L’éloge du savoir, par exemple, qui permet aux plus isolés de suivre, comme s’ils y étaient, des cours du Collège de France ou de telle Université où un Maître de son domaine aura professé.
Les enjeux internationaux, dont Thierry Garcin, autre maître du genre, rend pour nous presque lumineux les méandres obscurs.
Et toujours, ces Matins, autrefois animés par Jean Lebrun qui avait tant d’égards pour nos campagnes et ceux qui vivent bien loin de tous ces petits feux parisiens.
Las, que ces Matins m’agacent, qui ont pris avec ses successeurs d’autres couleurs, trop vives et parfois si acides.
Ces chroniqueurs, dont on se demande parfois s’ils sont là par pure estime (les petits copains) ou parce qu’ils ont vraiment quelque chose à dire qui ne concerne pas qu’eux-mêmes. Du fiel, le plus souvent répandu sur d’autres. Certains, la plupart même, rêvent encore au “Grand Soir”, comme cette Clémentine Autain qui vient tous les jeudis déverser sa bile amère sur ce qu’ont pu faire, pendant la semaine, les gouvernants. Quoi qu’ils aient pu faire d’ailleurs, qui ne soit pas conforme au rêve stalinien.
Ce qu’il y a de bien, dans ces Matins, c’est la tranche d’âge : aucune n’est laissée en chemin. Il y a les vieux camarades comme Catherine Clément, les libres-penseurs très matures, tel A-G. Slama qui est décidément partout, ou Marc Kravetz, ce fin portraitiste dont la diction, un comble pour la radio, devient chaque jour plus inaudible. J’allais oublier la jeunesse de Mademoiselle de Kervasdoué qui fait rarement dans la dentelle dans sa revue de presse internationale.
Ces Matins donc, autour de notre beau Normalien, allez, vous savez bien, cet Ali Badou si prisé, ces matins, donc, ressemblent de plus en plus au premier salon où l’on cause, et où l’auditeur que je suis se demande ce qu’il est venu faire ici où rien ne réjouit vraiment que la critique et la révolte mais où manque cependant l’ingrédient suprême à qui tient salon : le sens du Ridicule qu’il faut conserver pour soi-même.
Ali Badou recevait ce matin l’auteur d’un livre que Nancy Huston elle-même porte semble-t-il aux nues : il relate ses années de prison après un casse manqué.

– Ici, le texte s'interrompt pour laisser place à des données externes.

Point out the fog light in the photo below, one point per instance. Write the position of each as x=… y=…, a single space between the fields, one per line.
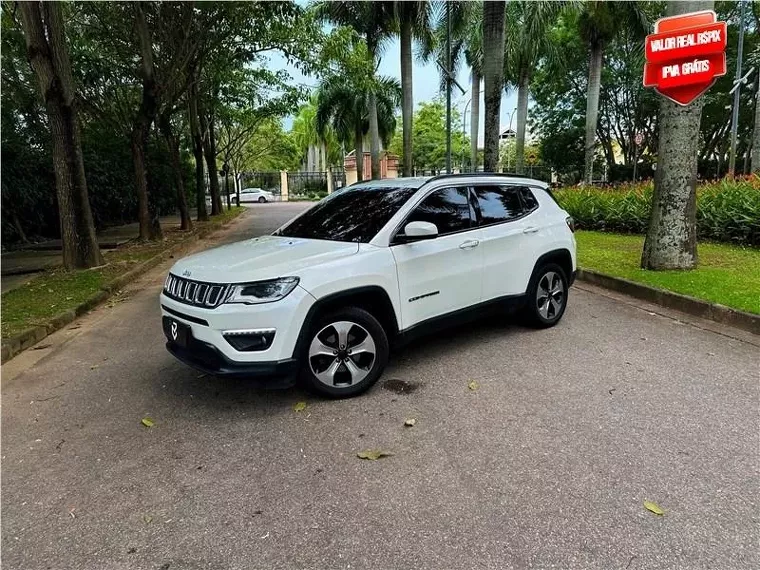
x=250 y=340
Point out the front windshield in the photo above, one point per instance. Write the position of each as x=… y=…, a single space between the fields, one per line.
x=353 y=214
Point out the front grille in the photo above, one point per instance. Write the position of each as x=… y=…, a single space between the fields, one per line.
x=197 y=293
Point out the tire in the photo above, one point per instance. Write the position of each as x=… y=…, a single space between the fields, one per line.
x=325 y=361
x=541 y=310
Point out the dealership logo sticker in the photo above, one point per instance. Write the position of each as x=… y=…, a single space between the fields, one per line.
x=685 y=55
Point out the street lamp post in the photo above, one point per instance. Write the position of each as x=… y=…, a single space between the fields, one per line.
x=464 y=130
x=735 y=116
x=509 y=128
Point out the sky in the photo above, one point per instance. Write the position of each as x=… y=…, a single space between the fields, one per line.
x=426 y=82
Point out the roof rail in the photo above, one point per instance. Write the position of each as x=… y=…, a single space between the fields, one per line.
x=464 y=174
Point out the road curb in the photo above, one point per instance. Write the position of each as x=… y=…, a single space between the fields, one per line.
x=683 y=303
x=16 y=344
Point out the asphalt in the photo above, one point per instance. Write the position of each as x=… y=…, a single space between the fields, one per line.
x=545 y=465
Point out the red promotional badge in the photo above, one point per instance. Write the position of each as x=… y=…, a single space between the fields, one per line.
x=685 y=55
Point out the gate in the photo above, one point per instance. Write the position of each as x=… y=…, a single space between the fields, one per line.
x=269 y=181
x=307 y=185
x=338 y=178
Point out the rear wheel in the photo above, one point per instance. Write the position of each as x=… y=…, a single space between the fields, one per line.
x=546 y=296
x=346 y=353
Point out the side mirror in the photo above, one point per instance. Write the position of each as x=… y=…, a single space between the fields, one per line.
x=417 y=231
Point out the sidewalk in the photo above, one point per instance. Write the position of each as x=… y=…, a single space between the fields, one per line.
x=20 y=266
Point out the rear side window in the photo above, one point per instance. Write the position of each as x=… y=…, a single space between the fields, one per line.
x=529 y=200
x=448 y=208
x=498 y=203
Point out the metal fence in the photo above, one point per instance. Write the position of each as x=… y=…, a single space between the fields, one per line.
x=307 y=185
x=269 y=181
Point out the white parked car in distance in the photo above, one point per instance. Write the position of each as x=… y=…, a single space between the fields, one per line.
x=255 y=195
x=369 y=267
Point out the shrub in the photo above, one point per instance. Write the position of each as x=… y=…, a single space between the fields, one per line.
x=727 y=210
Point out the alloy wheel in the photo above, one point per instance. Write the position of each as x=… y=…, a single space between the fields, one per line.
x=550 y=295
x=342 y=354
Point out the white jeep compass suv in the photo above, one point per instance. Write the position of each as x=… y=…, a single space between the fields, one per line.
x=370 y=266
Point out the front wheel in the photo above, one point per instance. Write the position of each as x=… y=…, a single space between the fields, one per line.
x=346 y=353
x=546 y=296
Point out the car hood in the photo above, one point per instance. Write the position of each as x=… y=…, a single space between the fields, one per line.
x=265 y=257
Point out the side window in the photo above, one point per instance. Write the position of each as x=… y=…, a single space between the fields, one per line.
x=529 y=200
x=498 y=203
x=448 y=208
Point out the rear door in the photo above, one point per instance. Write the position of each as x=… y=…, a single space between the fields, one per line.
x=440 y=275
x=510 y=226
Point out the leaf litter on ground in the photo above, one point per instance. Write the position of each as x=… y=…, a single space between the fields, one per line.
x=653 y=507
x=373 y=454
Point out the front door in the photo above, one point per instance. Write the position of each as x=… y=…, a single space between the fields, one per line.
x=510 y=226
x=441 y=275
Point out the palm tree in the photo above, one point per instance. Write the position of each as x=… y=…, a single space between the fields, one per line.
x=345 y=109
x=375 y=22
x=671 y=241
x=413 y=20
x=599 y=22
x=493 y=76
x=528 y=41
x=467 y=46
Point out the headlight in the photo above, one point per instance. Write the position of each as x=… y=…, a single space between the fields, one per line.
x=261 y=291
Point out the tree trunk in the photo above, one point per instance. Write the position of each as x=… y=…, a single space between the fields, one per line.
x=310 y=158
x=359 y=143
x=374 y=137
x=755 y=162
x=209 y=152
x=197 y=138
x=671 y=242
x=172 y=142
x=493 y=75
x=592 y=108
x=407 y=97
x=19 y=229
x=522 y=118
x=49 y=57
x=474 y=121
x=150 y=228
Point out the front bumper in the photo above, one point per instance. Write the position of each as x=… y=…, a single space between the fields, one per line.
x=209 y=350
x=206 y=358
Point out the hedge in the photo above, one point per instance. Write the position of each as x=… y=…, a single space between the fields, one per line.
x=727 y=210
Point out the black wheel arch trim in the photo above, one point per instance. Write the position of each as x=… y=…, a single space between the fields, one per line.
x=550 y=255
x=322 y=302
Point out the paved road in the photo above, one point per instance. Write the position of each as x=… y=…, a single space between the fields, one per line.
x=545 y=465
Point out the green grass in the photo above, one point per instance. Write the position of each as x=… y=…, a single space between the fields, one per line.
x=56 y=291
x=728 y=275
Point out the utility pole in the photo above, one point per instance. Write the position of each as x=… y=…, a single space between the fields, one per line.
x=737 y=82
x=448 y=88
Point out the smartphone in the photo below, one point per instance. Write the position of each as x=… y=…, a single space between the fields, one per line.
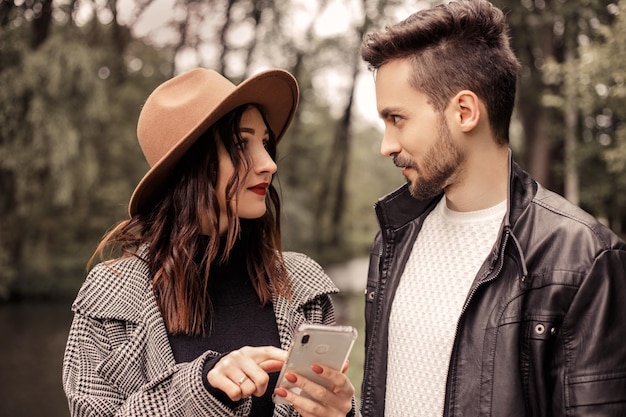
x=316 y=344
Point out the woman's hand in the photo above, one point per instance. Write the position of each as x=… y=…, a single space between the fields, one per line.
x=244 y=372
x=336 y=401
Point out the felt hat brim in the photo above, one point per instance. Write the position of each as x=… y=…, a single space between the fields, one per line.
x=178 y=111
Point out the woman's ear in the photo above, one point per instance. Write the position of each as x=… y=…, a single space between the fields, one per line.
x=467 y=109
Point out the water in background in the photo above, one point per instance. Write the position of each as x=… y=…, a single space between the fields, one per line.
x=32 y=341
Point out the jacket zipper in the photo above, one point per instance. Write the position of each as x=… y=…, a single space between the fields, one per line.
x=494 y=275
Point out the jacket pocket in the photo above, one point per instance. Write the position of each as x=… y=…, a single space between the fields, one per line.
x=124 y=366
x=537 y=359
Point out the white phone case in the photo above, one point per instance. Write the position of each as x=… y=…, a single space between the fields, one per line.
x=316 y=344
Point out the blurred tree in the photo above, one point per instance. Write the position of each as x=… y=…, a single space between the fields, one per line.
x=68 y=153
x=75 y=72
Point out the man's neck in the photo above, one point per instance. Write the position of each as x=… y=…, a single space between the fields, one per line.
x=482 y=182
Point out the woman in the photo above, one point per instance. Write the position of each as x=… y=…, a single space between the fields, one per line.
x=194 y=315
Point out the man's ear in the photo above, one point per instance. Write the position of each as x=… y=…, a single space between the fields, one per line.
x=467 y=110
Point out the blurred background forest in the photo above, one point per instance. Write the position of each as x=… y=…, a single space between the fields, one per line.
x=74 y=74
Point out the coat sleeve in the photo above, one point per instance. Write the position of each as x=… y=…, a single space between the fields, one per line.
x=594 y=331
x=101 y=380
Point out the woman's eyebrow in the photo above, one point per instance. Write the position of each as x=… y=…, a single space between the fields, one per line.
x=251 y=130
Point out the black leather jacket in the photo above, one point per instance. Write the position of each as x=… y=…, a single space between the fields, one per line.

Voilà donc comment aujourd’hui remporter un succès, une présence sur les plateaux et sur les ondes, à commencer (peut-être) par celles de France Culture, et ses salons très parisiens où l’on s’émeut de tant d’innocence : vols, exactions meurtres qu’importe, s’il font au moins un bon livre. Affligeant.

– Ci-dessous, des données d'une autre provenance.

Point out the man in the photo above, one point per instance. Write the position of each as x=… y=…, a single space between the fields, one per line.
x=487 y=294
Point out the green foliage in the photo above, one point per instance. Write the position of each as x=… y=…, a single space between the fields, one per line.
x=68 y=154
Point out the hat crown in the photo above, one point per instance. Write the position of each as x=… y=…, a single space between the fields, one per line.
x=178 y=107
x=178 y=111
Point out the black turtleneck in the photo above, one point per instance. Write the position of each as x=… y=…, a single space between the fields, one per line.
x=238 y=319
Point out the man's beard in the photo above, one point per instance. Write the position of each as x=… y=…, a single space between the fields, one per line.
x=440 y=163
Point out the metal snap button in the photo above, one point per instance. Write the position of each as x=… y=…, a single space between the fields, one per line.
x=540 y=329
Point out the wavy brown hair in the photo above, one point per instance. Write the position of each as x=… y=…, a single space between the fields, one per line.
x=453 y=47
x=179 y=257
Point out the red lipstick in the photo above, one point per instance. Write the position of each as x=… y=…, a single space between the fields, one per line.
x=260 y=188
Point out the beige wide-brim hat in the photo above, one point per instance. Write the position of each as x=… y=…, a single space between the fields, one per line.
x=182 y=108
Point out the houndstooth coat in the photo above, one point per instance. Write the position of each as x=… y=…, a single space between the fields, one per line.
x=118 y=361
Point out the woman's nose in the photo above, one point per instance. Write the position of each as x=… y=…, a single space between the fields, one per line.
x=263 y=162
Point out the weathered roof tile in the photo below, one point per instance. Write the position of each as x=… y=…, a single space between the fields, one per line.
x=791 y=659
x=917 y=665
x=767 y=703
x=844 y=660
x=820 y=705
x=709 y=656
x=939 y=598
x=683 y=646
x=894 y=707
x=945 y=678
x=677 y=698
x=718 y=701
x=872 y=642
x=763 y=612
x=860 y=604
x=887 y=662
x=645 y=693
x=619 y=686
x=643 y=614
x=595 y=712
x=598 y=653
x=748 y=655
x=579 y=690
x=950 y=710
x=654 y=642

J’ai fini par tourner le bouton pour retrouver, sur RTL, un Jean-Michel Apathie toujours incisif mais surtout moins enclin à s’esbaudir devant les turpitudes et à passer, comme tant d’autres, de la rhubarbe au séné.
La fin rêvée du cauchemar publicitaire ?
J’avais signé il y a quelques mois une pétition contre la publicité à Radio-France. Il était je crois question d’insérer des “spots” sur France-Culture et, pour certains, dont je suis, de s’y opposer. Il semble que le débat se soit largement inversé, eu égard à l’enjeu financier, la rente, devrais-je dire, que la pub représente, tant pour ceux qui la vendent que pour ceux qui la font.

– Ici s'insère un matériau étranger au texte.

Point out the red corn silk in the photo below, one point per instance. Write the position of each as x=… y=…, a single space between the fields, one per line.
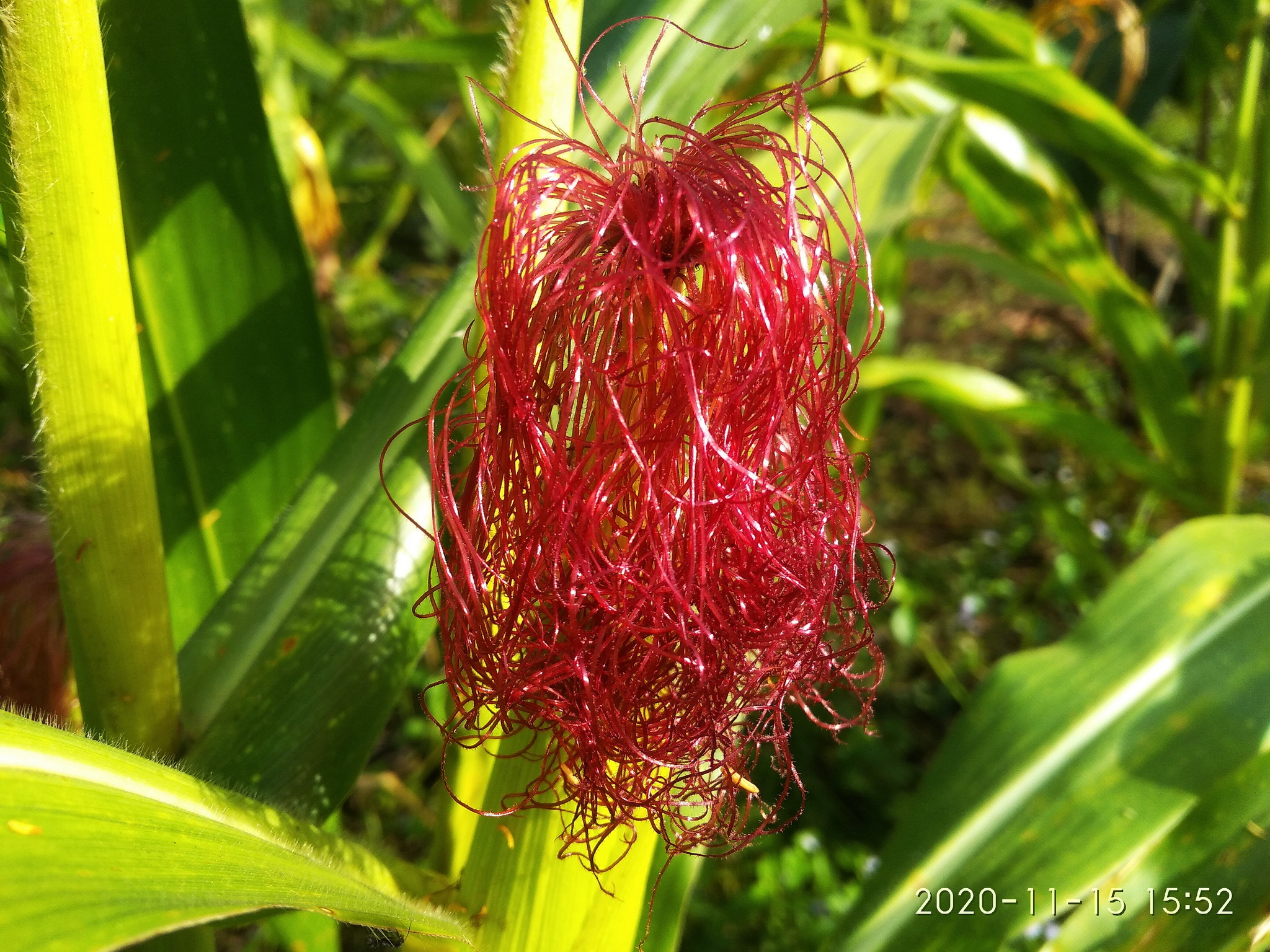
x=35 y=658
x=651 y=522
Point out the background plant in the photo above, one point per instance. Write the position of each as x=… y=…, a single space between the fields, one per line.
x=1066 y=214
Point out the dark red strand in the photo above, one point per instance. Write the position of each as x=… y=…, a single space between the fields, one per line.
x=651 y=522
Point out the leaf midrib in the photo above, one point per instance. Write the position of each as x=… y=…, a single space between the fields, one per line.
x=968 y=834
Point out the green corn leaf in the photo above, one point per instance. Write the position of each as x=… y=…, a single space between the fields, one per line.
x=1075 y=758
x=301 y=723
x=241 y=395
x=1221 y=844
x=1059 y=108
x=670 y=888
x=943 y=381
x=301 y=932
x=533 y=901
x=290 y=679
x=450 y=211
x=1003 y=33
x=967 y=389
x=1033 y=214
x=888 y=157
x=475 y=50
x=113 y=848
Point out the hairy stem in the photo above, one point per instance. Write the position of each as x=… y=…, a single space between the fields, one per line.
x=70 y=270
x=1230 y=391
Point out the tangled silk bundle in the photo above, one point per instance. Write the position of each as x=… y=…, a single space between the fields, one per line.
x=651 y=541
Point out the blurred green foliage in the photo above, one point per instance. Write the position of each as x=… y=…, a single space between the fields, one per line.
x=1039 y=232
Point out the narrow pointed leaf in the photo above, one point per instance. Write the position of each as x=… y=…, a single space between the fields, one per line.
x=236 y=376
x=1219 y=858
x=946 y=385
x=889 y=156
x=450 y=211
x=115 y=848
x=1033 y=214
x=293 y=676
x=1059 y=108
x=477 y=50
x=1075 y=758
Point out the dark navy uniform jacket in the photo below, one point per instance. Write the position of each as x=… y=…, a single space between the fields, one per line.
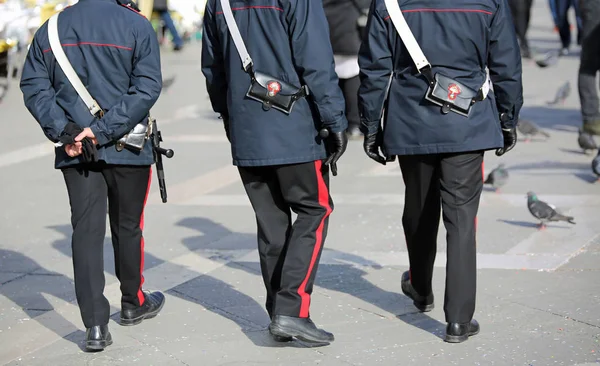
x=459 y=38
x=115 y=52
x=287 y=39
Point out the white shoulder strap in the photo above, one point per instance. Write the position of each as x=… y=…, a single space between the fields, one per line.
x=67 y=68
x=406 y=34
x=235 y=34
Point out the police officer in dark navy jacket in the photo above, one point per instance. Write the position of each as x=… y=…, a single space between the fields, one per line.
x=115 y=53
x=440 y=150
x=281 y=155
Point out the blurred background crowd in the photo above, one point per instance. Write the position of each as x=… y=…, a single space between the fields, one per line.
x=180 y=21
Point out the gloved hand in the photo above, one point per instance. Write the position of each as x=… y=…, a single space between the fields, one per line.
x=226 y=125
x=69 y=133
x=335 y=143
x=88 y=148
x=89 y=151
x=373 y=144
x=510 y=140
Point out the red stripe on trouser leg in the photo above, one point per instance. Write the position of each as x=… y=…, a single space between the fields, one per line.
x=323 y=194
x=141 y=297
x=483 y=180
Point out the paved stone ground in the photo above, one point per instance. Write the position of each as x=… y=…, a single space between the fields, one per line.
x=538 y=292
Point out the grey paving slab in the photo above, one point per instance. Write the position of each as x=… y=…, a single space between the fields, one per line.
x=200 y=249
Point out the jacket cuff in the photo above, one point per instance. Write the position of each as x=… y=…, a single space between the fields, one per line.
x=101 y=137
x=338 y=125
x=369 y=127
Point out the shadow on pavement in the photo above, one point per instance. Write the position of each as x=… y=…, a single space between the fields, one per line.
x=346 y=277
x=26 y=285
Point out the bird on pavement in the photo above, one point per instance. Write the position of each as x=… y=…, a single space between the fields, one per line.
x=497 y=178
x=168 y=82
x=596 y=165
x=561 y=94
x=547 y=59
x=544 y=211
x=529 y=129
x=586 y=142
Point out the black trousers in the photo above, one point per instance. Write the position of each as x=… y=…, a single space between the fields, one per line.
x=454 y=182
x=289 y=252
x=521 y=13
x=590 y=61
x=350 y=90
x=560 y=13
x=125 y=189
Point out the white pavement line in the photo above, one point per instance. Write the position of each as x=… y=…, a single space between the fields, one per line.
x=26 y=154
x=185 y=191
x=399 y=258
x=40 y=332
x=47 y=148
x=514 y=200
x=198 y=138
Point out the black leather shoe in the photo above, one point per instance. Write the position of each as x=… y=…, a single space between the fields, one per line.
x=457 y=333
x=153 y=303
x=277 y=338
x=423 y=303
x=302 y=328
x=97 y=338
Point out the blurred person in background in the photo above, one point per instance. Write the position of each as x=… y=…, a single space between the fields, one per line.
x=347 y=21
x=560 y=14
x=521 y=13
x=162 y=8
x=589 y=66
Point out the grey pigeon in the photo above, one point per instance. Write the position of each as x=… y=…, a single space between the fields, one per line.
x=586 y=142
x=545 y=212
x=562 y=94
x=596 y=165
x=530 y=129
x=497 y=177
x=547 y=59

La publicité a pour premier rôle (par définition), celui de : rendre public, c’est-à-dire faire connaître à tout un chacun ce qu’il devrait savoir. C’est dire combien elle est utile. Et combien nécessaire. Pour autant….
Ceux qui ont adoré comme moi le film de Joseph Mankiewicz A letter to three Wives (Chaînes conjugales), auront présent à l’esprit cette scène remarquable où Kirk Douglas, dans l’impressionnante tirade du professeur de lettres qu’il incarne, traduit avec une conviction sans faille la pensée de l’auteur et sa vision, si pertinente, du rôle à venir de la publicité, alors naissante sur les ondes, de sa dérive probable et de ses conséquences. Il ne s’agissait pourtant alors que d’une dérisoire débilité, une imagerie (radiophonique) du Rêve américain fondé en premier lieu sur l’accessible jouissance d’une généreuse prospérité.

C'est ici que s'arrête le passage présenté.